Technical information
- Licensing authority: ANATEL
- HAAT: 11kW

Links
- Website: redeglobo.globo.com/RPC

= RPC Guarapuava =

RPC Guarapuava is a Brazilian television station, headquartered in Guarapuava, a city in the state of Paraná. It operates on channel 2 (32 UHF digital) and is affiliated with TV Globo.

==History==
The station was founded on November 25, 1989, as TV Independência Guarapuava, a Rede Manchete affiliate owned by Sistema Sul de Comunicação (currently Grupo RIC, owner of RIC TV, a network of Record affiliates).
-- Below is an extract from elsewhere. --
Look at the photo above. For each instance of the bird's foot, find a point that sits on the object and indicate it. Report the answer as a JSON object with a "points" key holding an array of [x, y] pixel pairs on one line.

The station was the fourth in the system, serving an estimated audience of 1,3 million. The station was later renamed TV Guairacá and became a Band affiliate in 1993.

In November 2000, RPC bought the station from J. Malluceli, and, consequently, became a TV Globo affiliate. The move meant the replacement of the news program produced by the Band O&O in Curitiba by a local newscast generated directly from Guarapuava. The first two months were used to prepare its staff, with the station producing pilots of the local Paraná TV, only to be reviewed by the main station in Curitiba. The approval meant that a segment of the second edition of Paraná TV would be produced locally. The first official newscast premiered on February 19, 2001. Until then, Guarapuava was dependent on TV Esplanada for Globo's coverage, which was rebroadcast on channel 11. Until mid-2002, the station had no infrastructure to produce live segments, meaning that the local news had to be pre-recorded. A new staff was hired in 2004 and the news operation entered a new phase on February 8, 2004.

==Technical information==
===Subchannels===

| Channel | Video | Aspect | Short name | Programming |
|---|---|---|---|---|
| 2.1 | 1080i | 16:9 | RPC TV | Main RPC programming / TV Globo |

The station started digital broadcasts on December 6, 2012, through physical channel 32 for Guarapuava and adjacent areas.

In May 2014, RPC Guarapuava started producing local news in high definition.

The station shut down its analog signal on February 27, 2021.